The back-up capacitors C.sub.1 and C.sub.2 are correlated as C.sub.1 
&gt;&gt;C.sub.2. When the equipment is removed from the dark, the switch element 
SW.sub.1 in the LSI element is closed and the other is open so that the 
output of the solar cells SB charges the capacitor C.sub.2. In this 
instance, the capacitance of the capacitor C.sub.2 is selected such that 
the output of the solar cells may complete charging the same for a short 
period of time. If C.sub.2 has been charged over a high level enough to 
drive the LSI element in normal manner, then the built-in switching 
elements SW.sub.1 and SW.sub.2 are switched in such a manner that SW.sub.2 
changes to open position or to closed position when SW.sub.1 is in open 
position or closed position, respectively. A central processing unit CPU 
in the LSI element operates to keep at approximately 9:1 the ratio of the 
period of time where SW.sub.1 stands in open position to that where 
SW.sub.2 stands in closed position. In other words, the capacitor C.sub.1 
starts being charged at the moment where a voltage applied to the LSI 
element exceeds the level necessary for stand-by of the LSI element. The 
length of time necessary to complete the charging of the capacitor C.sub.1 
is ten times as long as that in the conventional circuit of FIG. 1. 
However, since operation of the LSI element is backed up by the back-up 
capacitor C.sub.2 while C.sub.1 is being charged, the equipment becomes 
operative immediately after it has been fetched from the dark, without 
waiting for the back-up capacitor C.sub.1 to be fully charged. The 
capacitance of the capacitor C.sub.1 can be selected at a high value, 
regardless of the length of the stand-by period of the LSI element. After 
the charging of the back-up capacitor C.sub.1 is completed in the above 
described manner, the capacitor C.sub.1 guarantees stable and reliable 
operation of the LSI element via the diode D.sub.3. 

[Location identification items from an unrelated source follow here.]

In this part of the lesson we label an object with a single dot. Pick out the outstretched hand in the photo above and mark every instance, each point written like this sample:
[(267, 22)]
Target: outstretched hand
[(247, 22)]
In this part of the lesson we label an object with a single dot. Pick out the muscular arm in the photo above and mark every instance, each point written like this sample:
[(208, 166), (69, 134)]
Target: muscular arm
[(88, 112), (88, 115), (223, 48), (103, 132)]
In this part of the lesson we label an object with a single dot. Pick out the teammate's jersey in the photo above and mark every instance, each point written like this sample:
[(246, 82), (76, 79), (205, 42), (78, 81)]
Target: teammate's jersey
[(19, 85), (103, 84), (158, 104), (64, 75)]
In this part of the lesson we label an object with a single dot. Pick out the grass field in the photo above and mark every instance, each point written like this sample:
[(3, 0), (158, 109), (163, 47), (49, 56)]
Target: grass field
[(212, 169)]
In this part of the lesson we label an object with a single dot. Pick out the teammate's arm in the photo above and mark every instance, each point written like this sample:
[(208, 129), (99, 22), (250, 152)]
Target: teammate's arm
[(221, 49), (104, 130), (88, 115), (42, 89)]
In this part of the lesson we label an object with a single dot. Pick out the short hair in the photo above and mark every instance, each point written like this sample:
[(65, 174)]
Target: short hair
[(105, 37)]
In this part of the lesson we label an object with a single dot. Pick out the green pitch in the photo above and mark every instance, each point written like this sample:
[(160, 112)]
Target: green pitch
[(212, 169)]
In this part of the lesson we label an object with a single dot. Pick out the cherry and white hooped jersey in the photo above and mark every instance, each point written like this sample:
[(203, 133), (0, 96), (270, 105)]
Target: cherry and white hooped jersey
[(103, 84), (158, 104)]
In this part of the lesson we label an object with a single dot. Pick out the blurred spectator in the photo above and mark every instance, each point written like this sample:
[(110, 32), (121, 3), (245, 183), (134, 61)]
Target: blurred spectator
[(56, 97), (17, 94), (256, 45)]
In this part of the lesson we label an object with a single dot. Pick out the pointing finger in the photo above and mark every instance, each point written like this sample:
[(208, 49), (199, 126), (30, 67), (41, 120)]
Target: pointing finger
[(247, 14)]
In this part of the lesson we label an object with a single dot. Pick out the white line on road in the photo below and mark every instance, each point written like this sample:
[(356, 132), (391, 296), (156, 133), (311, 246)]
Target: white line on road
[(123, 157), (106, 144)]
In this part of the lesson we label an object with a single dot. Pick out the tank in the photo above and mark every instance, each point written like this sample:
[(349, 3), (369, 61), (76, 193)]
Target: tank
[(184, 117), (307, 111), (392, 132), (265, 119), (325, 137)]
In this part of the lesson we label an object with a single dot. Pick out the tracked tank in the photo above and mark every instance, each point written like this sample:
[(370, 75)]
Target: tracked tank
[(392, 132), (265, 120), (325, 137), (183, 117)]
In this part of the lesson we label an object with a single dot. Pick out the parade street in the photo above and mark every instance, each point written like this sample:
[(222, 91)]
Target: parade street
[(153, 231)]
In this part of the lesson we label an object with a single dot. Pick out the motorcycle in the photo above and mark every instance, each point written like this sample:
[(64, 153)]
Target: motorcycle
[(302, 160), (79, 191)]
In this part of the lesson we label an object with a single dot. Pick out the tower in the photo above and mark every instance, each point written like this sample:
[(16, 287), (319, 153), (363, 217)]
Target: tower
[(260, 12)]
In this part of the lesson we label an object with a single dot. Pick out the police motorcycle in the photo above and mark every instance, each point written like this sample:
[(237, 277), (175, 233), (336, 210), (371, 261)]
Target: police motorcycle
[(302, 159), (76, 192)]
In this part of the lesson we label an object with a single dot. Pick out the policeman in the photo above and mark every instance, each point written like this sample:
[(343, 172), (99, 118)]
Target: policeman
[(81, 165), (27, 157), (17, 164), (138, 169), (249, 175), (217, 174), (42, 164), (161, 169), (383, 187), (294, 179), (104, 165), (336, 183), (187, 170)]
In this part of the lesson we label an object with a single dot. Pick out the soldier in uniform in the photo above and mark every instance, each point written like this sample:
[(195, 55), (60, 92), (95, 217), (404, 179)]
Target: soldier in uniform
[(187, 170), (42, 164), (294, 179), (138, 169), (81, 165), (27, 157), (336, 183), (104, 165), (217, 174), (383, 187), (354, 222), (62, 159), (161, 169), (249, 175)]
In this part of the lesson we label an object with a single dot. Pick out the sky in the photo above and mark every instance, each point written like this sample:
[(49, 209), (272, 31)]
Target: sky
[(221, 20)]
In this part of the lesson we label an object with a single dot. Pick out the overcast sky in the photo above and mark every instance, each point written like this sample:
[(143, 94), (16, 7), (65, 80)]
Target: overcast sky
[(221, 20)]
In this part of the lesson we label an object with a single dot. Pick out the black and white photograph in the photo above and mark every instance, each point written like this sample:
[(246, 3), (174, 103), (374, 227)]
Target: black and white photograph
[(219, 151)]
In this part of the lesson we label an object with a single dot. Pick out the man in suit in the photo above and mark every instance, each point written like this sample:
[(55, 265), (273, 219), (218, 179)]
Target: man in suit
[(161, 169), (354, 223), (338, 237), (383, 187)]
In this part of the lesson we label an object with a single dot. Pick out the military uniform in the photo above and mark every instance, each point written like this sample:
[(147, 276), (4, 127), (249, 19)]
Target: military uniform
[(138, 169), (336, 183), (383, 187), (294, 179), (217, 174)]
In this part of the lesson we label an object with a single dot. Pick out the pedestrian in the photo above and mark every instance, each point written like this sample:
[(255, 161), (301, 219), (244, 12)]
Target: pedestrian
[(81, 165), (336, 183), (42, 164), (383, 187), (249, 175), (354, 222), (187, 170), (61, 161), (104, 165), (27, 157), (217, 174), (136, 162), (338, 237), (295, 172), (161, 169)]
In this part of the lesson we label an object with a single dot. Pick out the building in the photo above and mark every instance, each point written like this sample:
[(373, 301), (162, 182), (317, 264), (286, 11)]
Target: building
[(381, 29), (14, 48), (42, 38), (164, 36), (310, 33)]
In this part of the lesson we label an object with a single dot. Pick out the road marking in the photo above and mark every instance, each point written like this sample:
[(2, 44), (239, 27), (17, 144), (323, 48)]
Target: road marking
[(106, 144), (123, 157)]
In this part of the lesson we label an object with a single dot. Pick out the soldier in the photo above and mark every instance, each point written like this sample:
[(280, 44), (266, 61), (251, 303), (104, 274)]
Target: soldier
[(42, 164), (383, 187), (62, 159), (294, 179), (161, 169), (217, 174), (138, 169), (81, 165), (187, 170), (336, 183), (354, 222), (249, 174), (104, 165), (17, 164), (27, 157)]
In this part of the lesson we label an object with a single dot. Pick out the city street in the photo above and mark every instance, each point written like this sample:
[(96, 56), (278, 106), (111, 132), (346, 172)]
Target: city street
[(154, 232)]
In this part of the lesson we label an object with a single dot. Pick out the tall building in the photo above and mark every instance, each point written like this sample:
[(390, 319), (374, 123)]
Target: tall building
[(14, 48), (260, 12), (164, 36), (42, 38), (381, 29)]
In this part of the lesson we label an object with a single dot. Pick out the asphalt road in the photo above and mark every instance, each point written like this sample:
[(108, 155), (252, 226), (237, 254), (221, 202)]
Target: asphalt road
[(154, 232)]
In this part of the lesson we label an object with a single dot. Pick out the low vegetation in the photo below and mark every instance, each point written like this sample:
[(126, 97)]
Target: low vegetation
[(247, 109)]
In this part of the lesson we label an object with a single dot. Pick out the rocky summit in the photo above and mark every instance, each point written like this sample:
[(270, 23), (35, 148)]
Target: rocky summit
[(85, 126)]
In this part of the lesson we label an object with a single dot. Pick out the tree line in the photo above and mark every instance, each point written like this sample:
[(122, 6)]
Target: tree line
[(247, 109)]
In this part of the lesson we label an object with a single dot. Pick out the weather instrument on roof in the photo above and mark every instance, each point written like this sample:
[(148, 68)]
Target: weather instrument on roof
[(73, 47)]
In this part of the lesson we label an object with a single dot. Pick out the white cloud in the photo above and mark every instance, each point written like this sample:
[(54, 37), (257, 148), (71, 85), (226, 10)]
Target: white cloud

FIG. 6 illustrates another embodiment which is analogous to the embodiments 
of FIG. 4 and FIG. 5, wherein components similar to those in FIGS. 4 and 5 
are designated by the same reference numbers. An enable signal K.sub.a is 
given by the CPU for driving the piezo-electric buzzer P.sub.1 via the 
inverter I.sub.1. The back-up capacitor C.sub.1 supplements enabling 
current for driving the buzzer P.sub.1 even when the output voltage of the 
solar cells is insufficient. 
As set forth previously, the switching elements SW.sub.1 and SW.sub.2 shown 
in FIGS. 5 and 6 are contained in the LSI element and switched on and off 
at a duty ratio of 9:1. Those elements may be implemented with MOS 
transistor transfer gates. A timing signal generator TM is further 
provided. 
FIGS. 8 through 10 show another embodiment which includes a supply voltage 
detector a, a clock generator CG, a memory element M and a display panel 
DISP. The voltage detector a develops a voltage to disable the clock 
signal generator CG when incident light on the solar cells is shut off. 
Especially, when the incident light is shut off and the applied voltage 
V.sub.1 decreases from a level A to a level B as seen in FIG. 10, the 
voltage detector a becomes operative and the switching element SW.sub.1 is 
opened to disable the generator CG. Under the disabled state of the 
generator CG the LSI element stands in the so-called static state with 
little or no current I.sub.1 flowing therethrough (see FIG. 10b) as long 
as it is made up of C-MOS devices. As long as the LSI element is in the 
static state, it is held in the internal state envisaged before the clock 
signal generator CG is disabled, because the CPU and the memory element M 
are supplied with back-up voltage of the capacitor C.sub.1. When solar 
radiation impinges on the solar cells and the voltage V.sub.1 reaches the 
level B in FIG. 10 under the static state of the LSI element, the built-in 
switch SW.sub.1 is closed to start the clock signal generator CG and place 
the LSI element into the static state. Under these circumstances, the LSI 
element is in the internal state as viewed prior to the interrupted 
operation of the clock generator CG. 
While only certain embodiments of the present invention have been 
described, it will be apparent to those skilled in the art that various 
changes and modifications may be made therein without departing from the 
spirit and scope of the invention as claimed.